The acquiring company’s share price drops because it often pays a premium for the target company, or incurs debt to finance the acquisition.
The target company’s short-term share price tends to rise because the shareholders only agree to the deal if the purchase price exceeds their company’s current value.
Over the long haul, an acquisition tends to boost the acquiring company’s share price.
Of course, there are exceptions to the rule. Namely: if a target company’s stock price recently plummeted due to negative earnings, then being acquired at a discount may be the only path for shareholders to regain a portion of their investments back. This holds particularly true if the target company is saddled with large amounts of debt, and cannot obtain financing from the capital markets to restructure that debt.
What Happens To The Stock Prices Of Two Companies Involved In An Acquisition?
On the other side of the coin, the acquiring company’s stock typically falls immediately following an acquisition event. This is because the acquiring company often pays a premium for the target company, exhausting its cash reserves and/or taking on significant debt in the process. But there are many other reasons an acquiring company’s stock price may fall during an acquisition, including:
Investors believe the premium paid for the target company is too high.
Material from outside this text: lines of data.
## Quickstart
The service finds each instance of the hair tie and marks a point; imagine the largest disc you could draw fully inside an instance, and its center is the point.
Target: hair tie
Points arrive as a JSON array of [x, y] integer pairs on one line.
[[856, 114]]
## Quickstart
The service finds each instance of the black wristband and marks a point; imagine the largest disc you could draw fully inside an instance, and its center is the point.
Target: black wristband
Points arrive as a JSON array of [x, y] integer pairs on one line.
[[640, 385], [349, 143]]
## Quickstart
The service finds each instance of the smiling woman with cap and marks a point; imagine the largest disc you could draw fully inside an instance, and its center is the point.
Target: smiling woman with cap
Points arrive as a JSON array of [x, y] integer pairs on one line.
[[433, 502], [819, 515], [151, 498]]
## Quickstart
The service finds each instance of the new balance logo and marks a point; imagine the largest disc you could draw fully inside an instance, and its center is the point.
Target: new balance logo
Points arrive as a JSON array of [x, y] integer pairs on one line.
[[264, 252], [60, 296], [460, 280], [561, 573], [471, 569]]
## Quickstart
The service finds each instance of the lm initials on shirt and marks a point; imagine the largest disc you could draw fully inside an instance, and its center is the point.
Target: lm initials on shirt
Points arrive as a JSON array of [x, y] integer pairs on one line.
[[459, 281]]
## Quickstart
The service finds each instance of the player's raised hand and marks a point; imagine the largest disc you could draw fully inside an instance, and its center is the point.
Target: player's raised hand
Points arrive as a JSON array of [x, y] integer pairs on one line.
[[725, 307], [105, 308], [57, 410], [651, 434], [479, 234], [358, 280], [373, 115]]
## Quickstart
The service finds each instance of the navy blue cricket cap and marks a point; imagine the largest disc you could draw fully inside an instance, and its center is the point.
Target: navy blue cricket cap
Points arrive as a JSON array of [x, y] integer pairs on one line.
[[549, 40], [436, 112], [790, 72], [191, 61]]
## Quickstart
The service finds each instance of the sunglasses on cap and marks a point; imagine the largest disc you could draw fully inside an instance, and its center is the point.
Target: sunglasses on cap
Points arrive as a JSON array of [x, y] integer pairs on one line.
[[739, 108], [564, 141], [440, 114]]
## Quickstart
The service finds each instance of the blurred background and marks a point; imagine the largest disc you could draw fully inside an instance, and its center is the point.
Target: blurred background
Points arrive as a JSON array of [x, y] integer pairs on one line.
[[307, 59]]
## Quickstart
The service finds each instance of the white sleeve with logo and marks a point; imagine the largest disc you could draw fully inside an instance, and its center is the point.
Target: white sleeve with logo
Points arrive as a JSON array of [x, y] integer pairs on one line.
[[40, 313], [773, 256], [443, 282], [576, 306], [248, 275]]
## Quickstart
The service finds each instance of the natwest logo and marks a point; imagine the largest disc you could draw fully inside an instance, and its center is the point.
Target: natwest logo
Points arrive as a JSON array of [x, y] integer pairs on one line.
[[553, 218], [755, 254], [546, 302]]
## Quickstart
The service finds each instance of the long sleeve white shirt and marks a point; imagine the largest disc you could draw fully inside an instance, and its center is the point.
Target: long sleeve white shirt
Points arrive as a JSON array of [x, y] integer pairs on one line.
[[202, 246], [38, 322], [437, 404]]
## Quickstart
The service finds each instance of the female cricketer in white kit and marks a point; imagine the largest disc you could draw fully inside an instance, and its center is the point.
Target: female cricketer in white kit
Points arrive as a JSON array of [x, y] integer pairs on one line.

There are problems integrating different workplace cultures.
Regulatory issues complicate the merger timeline.
Management power struggles hamper productivity.
Additional debt or unforeseen expenses are incurred as a result of the purchase.
It’s important to remember that although the acquiring company may experience a short-term drop in stock price, in the long run, it’s share price should flourish, as long as its management properly valued the target company and efficiently integrates the two entities.
Pre-Acquisition Volatility
Stock prices of potential target companies tend to rise well before a merger or acquisition has officially been announced. Even a whispered rumor of a merger can trigger volatility that can be profitable for investors, who often buy stocks based on the expectation of a takeover. But there are potential risks in doing this, because if a takeover rumor fails to come true, the stock price of the target company can precipitously drop, leaving investors in the lurch.
Generally speaking, a takeover suggests that the acquiring company’s executive team feels optimistic about the target company’s prospects for long-term earnings growth. And more broadly speaking, an influx of mergers and acquisitions activity is often viewed by investors as a positive market indicator.